Bakan Göktaş, yaptığı açıklamada, Türkiye'deki doğurganlık hızının çok düşük olduğunu vurguladı. “Bugün doğurganlık hızımız 1.51. Nüfusun kendini yenileme oranı ise 2.1'dir. Şu an Türkiye kendini yenileyemiyor. Yaşlanıyoruz” şeklinde konuştu. Bu durumun, ülkenin geleceğinde ciddi ekonomik ve sosyal sorunlar yaratma potansiyeline sahip olduğunu ifade etti.
Göktaş, 2050 yılında Türkiye'nin nüfusunun zirveye ulaşacağını ancak sonrasında azalmaya başlayacağını belirtti. “65 yaş ve üzeri nüfusumuz yüzde 10’u aştı. Çocuk sayımız azalırken, bakıma muhtaç nüfusumuz artacak. Bu, sosyal hizmetler ve iş gücü piyasasında büyük değişikliklere yol açabilir” dedi.
Bakan Göktaş, bu demografik değişimin, sosyal hizmetlerde ve iş gücü piyasasında bozulmalara yol açabileceğini belirtti. “Cumhurbaşkanımız 2007'den bu yana bunu varoluşsal bir tehdit olarak görüyordu. Şimdi bunun ne kadar haklı olduğunu daha iyi anlıyoruz” diye ekledi.
Türkiye’deki nüfus sorununun yalnızca ekonomik sebeplerle açıklanamayacağını savunan Göktaş, Avrupa ve Kore gibi refah seviyesi yüksek ülkelerde de benzer sorunların yaşandığını belirtti. “Kore'de çocuk kreşlerine, huzurevlerine yönelim var. Biz de benzer çoklu programlar geliştiriyoruz” dedi.

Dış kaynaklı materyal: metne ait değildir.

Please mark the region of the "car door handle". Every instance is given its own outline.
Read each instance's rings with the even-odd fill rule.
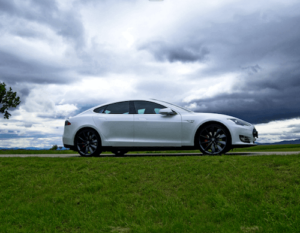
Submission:
[[[140,117],[139,120],[140,120],[140,121],[146,121],[147,119],[146,119],[146,118]]]

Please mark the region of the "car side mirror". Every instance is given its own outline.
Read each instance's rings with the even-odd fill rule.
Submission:
[[[159,114],[162,115],[175,115],[175,113],[170,108],[162,108],[159,110]]]

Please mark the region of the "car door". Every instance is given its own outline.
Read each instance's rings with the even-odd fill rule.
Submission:
[[[133,101],[134,146],[181,146],[181,115],[162,115],[163,105],[150,101]]]
[[[101,107],[97,112],[94,121],[103,137],[103,146],[133,145],[133,112],[129,101]]]

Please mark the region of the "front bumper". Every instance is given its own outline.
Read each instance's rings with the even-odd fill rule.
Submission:
[[[254,137],[254,138],[258,138],[258,132],[257,132],[257,130],[255,129],[255,127],[253,128],[253,137]]]
[[[233,147],[247,147],[255,146],[258,132],[253,125],[251,126],[239,126],[234,125],[231,127],[231,137]]]

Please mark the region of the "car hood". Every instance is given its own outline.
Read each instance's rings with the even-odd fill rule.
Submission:
[[[238,119],[238,120],[242,120],[250,125],[253,125],[252,123],[250,122],[247,122],[243,119],[240,119],[240,118],[237,118],[237,117],[234,117],[234,116],[229,116],[229,115],[224,115],[224,114],[218,114],[218,113],[195,113],[197,116],[201,116],[201,117],[207,117],[207,118],[210,118],[211,120],[227,120],[227,119]]]
[[[218,113],[195,112],[194,114],[198,115],[198,116],[202,116],[202,117],[207,116],[207,117],[213,117],[213,118],[218,118],[218,119],[236,118],[233,116],[218,114]],[[236,119],[238,119],[238,118],[236,118]]]

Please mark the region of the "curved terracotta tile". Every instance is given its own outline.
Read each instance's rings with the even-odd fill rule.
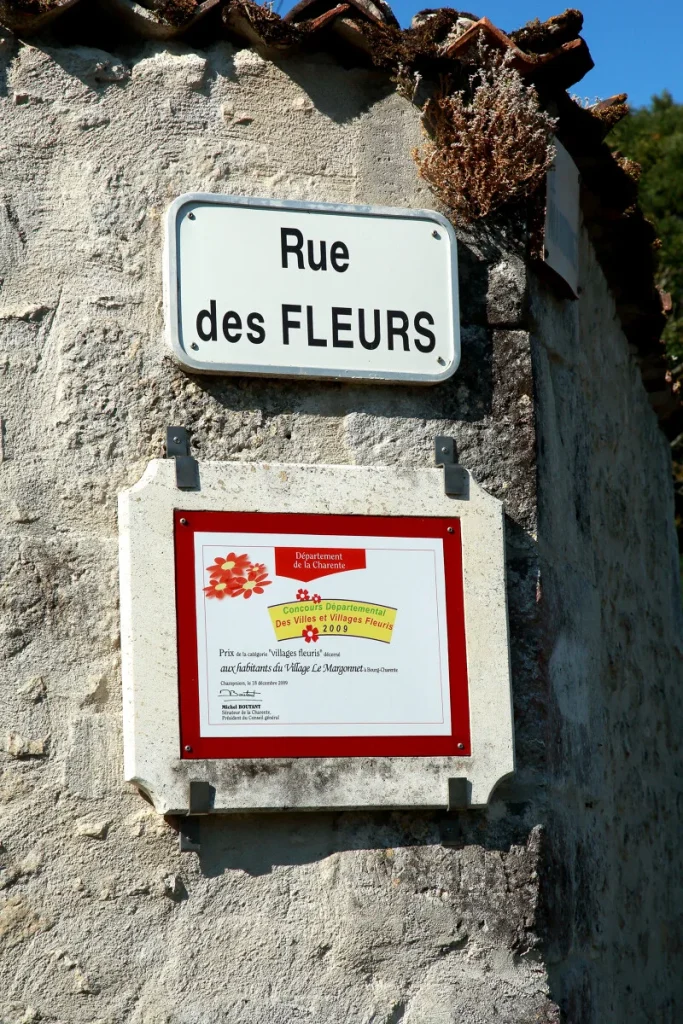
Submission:
[[[114,11],[120,21],[136,35],[144,36],[146,39],[175,39],[206,17],[209,11],[222,3],[222,0],[203,0],[178,24],[173,24],[163,18],[158,11],[144,7],[135,0],[101,0],[101,3]]]

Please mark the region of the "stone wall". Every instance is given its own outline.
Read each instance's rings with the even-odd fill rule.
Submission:
[[[534,287],[547,666],[546,957],[577,1022],[675,1021],[683,604],[669,445],[595,254]]]
[[[599,271],[580,310],[535,293],[532,342],[513,227],[463,236],[462,366],[432,389],[190,377],[162,338],[168,203],[429,206],[417,112],[375,73],[228,44],[7,43],[2,61],[0,1021],[531,1024],[561,999],[583,1024],[610,998],[617,1020],[619,936],[630,965],[639,931],[657,933],[647,977],[667,998],[673,926],[651,883],[673,835],[675,738],[657,730],[680,636],[666,453]],[[434,813],[253,815],[205,820],[201,853],[180,855],[121,782],[116,495],[169,423],[200,458],[282,462],[425,466],[451,434],[505,499],[519,772],[450,845]],[[577,466],[590,520],[564,500]],[[645,825],[655,852],[637,837],[624,854]],[[636,927],[621,895],[639,884]]]

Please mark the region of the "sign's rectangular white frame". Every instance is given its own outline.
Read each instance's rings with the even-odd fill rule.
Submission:
[[[469,478],[444,494],[438,469],[203,462],[179,491],[173,459],[151,462],[119,498],[124,768],[162,814],[185,813],[190,782],[212,811],[445,807],[449,780],[488,802],[514,770],[503,506]],[[181,756],[174,511],[457,517],[462,536],[471,754]],[[419,679],[416,679],[419,685]]]
[[[186,218],[196,218],[195,210],[207,206],[232,207],[254,211],[283,211],[296,215],[323,214],[332,219],[362,218],[371,223],[373,220],[391,220],[404,222],[414,226],[420,222],[430,229],[430,237],[445,246],[442,259],[448,260],[449,272],[447,291],[444,299],[449,307],[449,329],[446,356],[434,359],[434,370],[388,370],[354,366],[298,366],[273,365],[257,362],[218,362],[202,359],[194,354],[191,345],[183,338],[182,296],[181,296],[181,260],[179,232],[181,223]],[[410,259],[410,256],[407,257]],[[377,274],[381,275],[382,267],[378,266]],[[295,379],[311,378],[322,380],[356,380],[387,383],[437,384],[447,380],[458,368],[460,363],[460,310],[458,299],[458,261],[457,240],[455,231],[449,221],[434,210],[410,210],[387,206],[356,206],[340,203],[310,203],[284,199],[259,199],[247,196],[218,195],[204,192],[188,192],[171,203],[166,215],[166,232],[164,247],[164,315],[166,322],[167,341],[174,357],[185,369],[192,373],[229,374],[240,376],[289,377]],[[268,287],[268,282],[263,282]],[[301,315],[301,314],[299,314]],[[294,326],[294,325],[292,325]],[[346,328],[344,328],[346,329]],[[418,328],[419,330],[419,328]],[[422,332],[421,332],[422,333]],[[406,335],[407,337],[407,335]],[[255,347],[255,351],[258,349]],[[367,355],[367,353],[366,353]],[[421,357],[425,358],[425,357]],[[441,367],[444,367],[443,369]]]

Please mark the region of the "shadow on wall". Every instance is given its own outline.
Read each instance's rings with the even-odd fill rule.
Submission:
[[[32,39],[32,45],[49,50],[52,60],[93,92],[102,93],[112,84],[127,85],[135,64],[161,52],[196,54],[206,59],[202,82],[195,86],[197,92],[207,94],[211,83],[219,77],[236,77],[233,54],[240,47],[225,37],[220,25],[212,31],[207,22],[203,31],[189,33],[182,42],[148,41],[127,33],[119,19],[112,17],[106,8],[100,10],[97,6],[93,17],[92,11],[79,5],[77,18],[67,12]],[[8,43],[7,48],[13,55],[17,46]],[[298,59],[291,57],[269,63],[306,93],[311,110],[317,110],[336,124],[353,121],[395,91],[386,73],[361,67],[345,68],[325,53],[308,53]],[[322,75],[321,64],[325,67]],[[4,74],[0,78],[0,95],[7,95]]]
[[[381,388],[342,382],[301,382],[272,378],[230,378],[192,375],[207,396],[230,412],[259,408],[266,416],[287,413],[344,416],[360,413],[392,419],[451,420],[477,423],[493,413],[494,367],[490,329],[486,326],[488,263],[460,243],[458,246],[461,309],[461,362],[457,372],[438,387],[394,385]],[[186,373],[169,359],[171,371]],[[438,431],[437,431],[438,432]],[[220,436],[220,435],[219,435]],[[202,438],[193,444],[203,458],[229,457],[223,450],[202,451]],[[272,457],[269,454],[269,457]]]
[[[324,75],[320,74],[316,60],[324,62]],[[347,71],[323,54],[274,63],[303,89],[317,111],[336,124],[353,121],[395,91],[394,83],[385,73],[364,68]],[[339,76],[337,88],[330,84],[330,77],[335,74]]]
[[[463,348],[463,362],[457,376],[440,384],[438,395],[430,394],[429,401],[426,400],[425,389],[418,386],[395,385],[378,391],[362,385],[330,381],[316,382],[306,393],[302,392],[300,384],[297,386],[287,380],[254,378],[245,384],[226,378],[198,377],[196,384],[230,412],[259,408],[266,416],[288,413],[320,416],[321,409],[324,409],[324,414],[329,417],[356,413],[390,416],[392,419],[476,423],[484,419],[491,409],[491,352],[488,339],[478,333],[468,332],[466,340],[467,350],[465,352]],[[177,372],[182,374],[180,370]],[[201,436],[193,438],[195,443],[198,457],[218,457],[218,452],[209,456],[201,450]],[[229,452],[223,449],[222,457],[229,458]]]
[[[206,877],[241,870],[264,875],[285,865],[310,864],[346,851],[451,850],[476,846],[509,852],[529,845],[544,820],[538,773],[544,765],[543,678],[540,671],[536,546],[525,530],[506,520],[507,587],[515,687],[517,772],[496,788],[487,807],[433,811],[337,811],[207,815],[199,826],[199,864]],[[177,827],[174,819],[168,819]],[[457,871],[456,860],[453,870]]]
[[[202,874],[266,875],[274,868],[311,864],[335,853],[476,844],[508,852],[528,843],[527,803],[494,797],[488,808],[447,815],[432,811],[336,812],[207,816],[200,820]],[[171,822],[172,824],[172,822]],[[194,854],[188,854],[194,856]]]

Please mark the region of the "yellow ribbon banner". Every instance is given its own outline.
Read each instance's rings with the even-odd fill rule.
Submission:
[[[273,604],[268,612],[278,640],[296,640],[308,634],[309,642],[326,636],[358,636],[389,644],[396,621],[395,608],[367,601],[294,601]]]

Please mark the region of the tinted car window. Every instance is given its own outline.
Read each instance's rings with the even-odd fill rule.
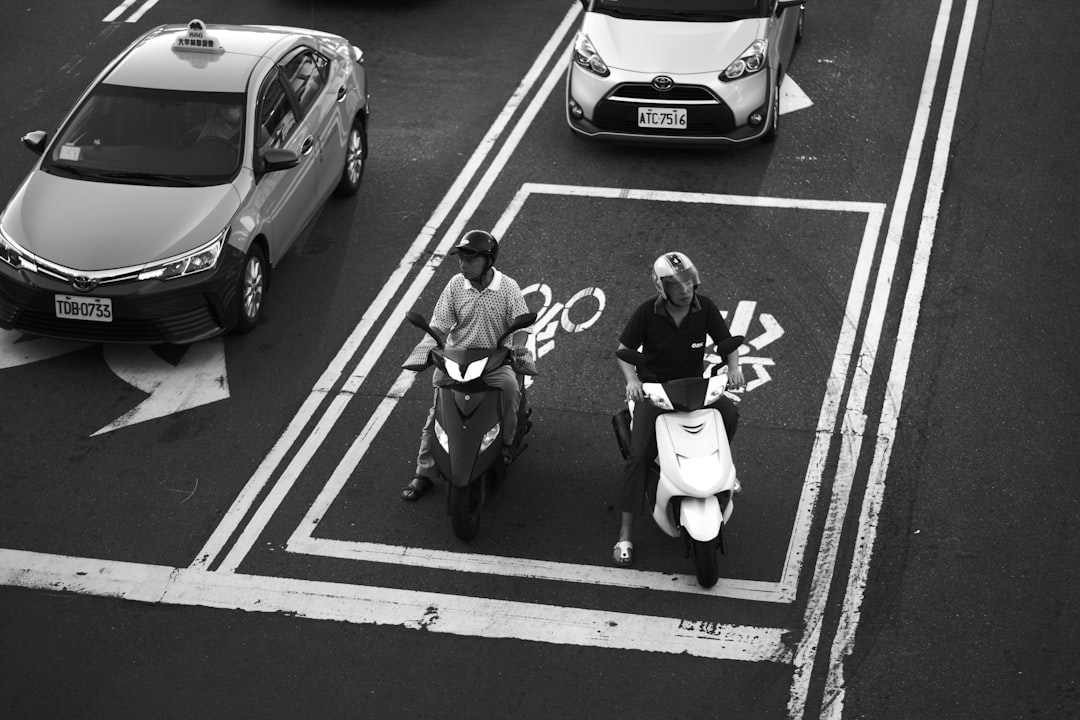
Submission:
[[[300,112],[306,113],[326,87],[330,62],[314,50],[303,50],[289,59],[282,71],[300,103]]]
[[[768,12],[768,0],[595,0],[592,9],[643,20],[730,20]]]
[[[262,128],[260,147],[265,145],[264,140],[268,140],[271,147],[280,147],[296,127],[292,101],[276,73],[267,81],[259,96],[258,117]]]
[[[105,182],[217,184],[240,166],[244,96],[102,84],[44,169]]]

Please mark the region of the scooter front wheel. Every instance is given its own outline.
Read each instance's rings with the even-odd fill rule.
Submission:
[[[465,542],[480,529],[480,481],[466,487],[450,486],[450,525],[454,535]]]
[[[697,572],[698,585],[711,588],[720,577],[716,560],[716,541],[690,539],[691,554],[694,556],[694,569]]]

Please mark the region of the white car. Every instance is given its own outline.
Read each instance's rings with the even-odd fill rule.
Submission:
[[[772,141],[805,0],[581,0],[566,74],[577,134],[629,142]]]

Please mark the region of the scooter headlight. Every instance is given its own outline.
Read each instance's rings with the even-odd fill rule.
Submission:
[[[712,405],[719,400],[726,388],[727,375],[718,375],[717,377],[709,378],[709,388],[705,392],[705,404]]]
[[[484,452],[491,443],[495,442],[495,438],[499,437],[499,432],[502,430],[500,423],[495,423],[490,430],[484,433],[484,437],[480,440],[480,452]]]
[[[439,424],[439,421],[435,421],[435,439],[439,441],[440,447],[446,452],[450,452],[450,440],[446,437],[446,431],[443,430],[443,426]]]

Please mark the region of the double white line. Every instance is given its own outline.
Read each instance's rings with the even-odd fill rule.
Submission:
[[[378,296],[372,301],[371,305],[368,306],[368,309],[360,319],[360,323],[353,329],[352,334],[345,341],[345,344],[341,347],[330,365],[315,383],[315,386],[312,388],[311,393],[304,401],[300,410],[285,429],[285,433],[274,444],[274,447],[259,465],[255,474],[248,480],[243,490],[241,490],[240,495],[237,497],[232,507],[226,512],[221,523],[214,530],[206,545],[196,556],[191,565],[192,568],[232,572],[240,565],[244,557],[250,551],[259,534],[266,526],[266,523],[270,520],[270,517],[281,505],[282,501],[284,501],[285,496],[299,478],[300,473],[307,466],[308,462],[310,462],[315,452],[322,445],[323,440],[340,419],[346,405],[356,394],[360,385],[364,382],[364,379],[382,355],[383,350],[393,337],[393,334],[397,332],[401,326],[405,317],[405,312],[409,309],[411,303],[415,302],[415,299],[419,296],[420,292],[423,291],[427,281],[431,278],[434,268],[438,266],[442,257],[450,249],[450,246],[453,245],[454,240],[463,229],[465,222],[468,221],[472,213],[475,212],[476,207],[494,183],[502,166],[505,165],[510,154],[516,148],[518,142],[520,142],[526,129],[525,126],[531,118],[531,114],[538,110],[537,107],[534,107],[536,105],[535,101],[533,105],[529,107],[525,116],[514,127],[509,138],[503,144],[498,156],[492,162],[480,183],[473,190],[466,205],[444,233],[441,242],[433,252],[428,251],[428,245],[435,233],[442,227],[443,223],[446,222],[451,210],[457,205],[461,197],[465,194],[468,186],[480,172],[481,166],[498,144],[499,140],[506,132],[506,129],[510,126],[510,121],[517,113],[519,107],[525,99],[532,94],[533,88],[539,81],[544,69],[551,64],[552,58],[558,52],[563,39],[569,32],[571,25],[577,19],[580,11],[581,7],[579,4],[574,3],[571,6],[570,10],[563,18],[562,23],[555,30],[554,34],[552,34],[547,45],[544,46],[544,49],[540,52],[540,55],[529,69],[528,73],[526,73],[513,95],[511,95],[487,134],[480,141],[480,144],[454,181],[449,192],[443,197],[431,218],[424,225],[420,234],[405,253],[405,256],[398,263],[398,266],[391,274],[390,279],[383,285]],[[547,82],[550,83],[552,78],[557,76],[558,73],[553,70],[548,76]],[[541,95],[543,95],[543,93],[541,93]],[[372,328],[376,325],[376,322],[383,316],[383,313],[386,311],[391,300],[393,300],[405,283],[409,273],[412,272],[418,264],[421,264],[424,261],[425,253],[428,252],[430,252],[430,259],[427,261],[429,267],[425,268],[428,272],[421,271],[421,275],[409,288],[409,292],[406,294],[405,298],[398,303],[390,316],[386,318],[383,327],[375,340],[367,346],[367,350],[356,368],[348,375],[341,388],[335,392],[334,388],[341,382],[342,377],[345,375],[346,367],[353,362],[354,357],[362,349],[368,333],[371,332]],[[286,455],[288,455],[300,440],[305,428],[307,428],[308,424],[316,416],[319,408],[323,405],[328,396],[331,397],[329,407],[319,418],[315,428],[308,434],[307,439],[303,442],[292,461],[282,472],[277,482],[274,483],[269,494],[263,499],[261,505],[255,511],[255,514],[244,527],[243,532],[236,539],[236,542],[233,543],[231,550],[229,550],[228,554],[221,560],[220,565],[214,567],[228,546],[230,539],[243,524],[244,519],[255,506],[256,501],[266,491],[266,487],[270,484],[274,473],[283,463]]]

Nüfus Politikalarına Yönelik Yeni Adımlar: Daire Başkanlığı Kuruldu
Bakan Göktaş, aileyi koruma adına bir dizi önemli adım attıklarını vurguladı. 2023 yılı itibariyle doğurganlık hızının 1.62 olduğunu ve bu oranı artırmaya yönelik çalışmaların devam ettiğini söyledi. “Cumhurbaşkanımız Birleşmiş Milletler kürsüsünde aileyi merkeze alan bir konuşma yaptı. Ayrıca 8. Aile Şura’mızı gerçekleştirdik, 81 ilde 15 bin vatandaşımızla bir araya geldik” diye ekledi.
Bakan, nüfus politikaları konusunda bir Daire Başkanlığı kurduklarını ve aileleri destekleyen eylem planlarını hayata geçirdiklerini belirtti. Göktaş, “Milli mücadeleyi de ailelerle yaptık. 15 Temmuz’u da ailelerle aşmayı başardık” dedi. Bu politikaların uzun vadede Türkiye’nin demografik sorunlarına çözüm getirmeyi hedeflediğini söyledi.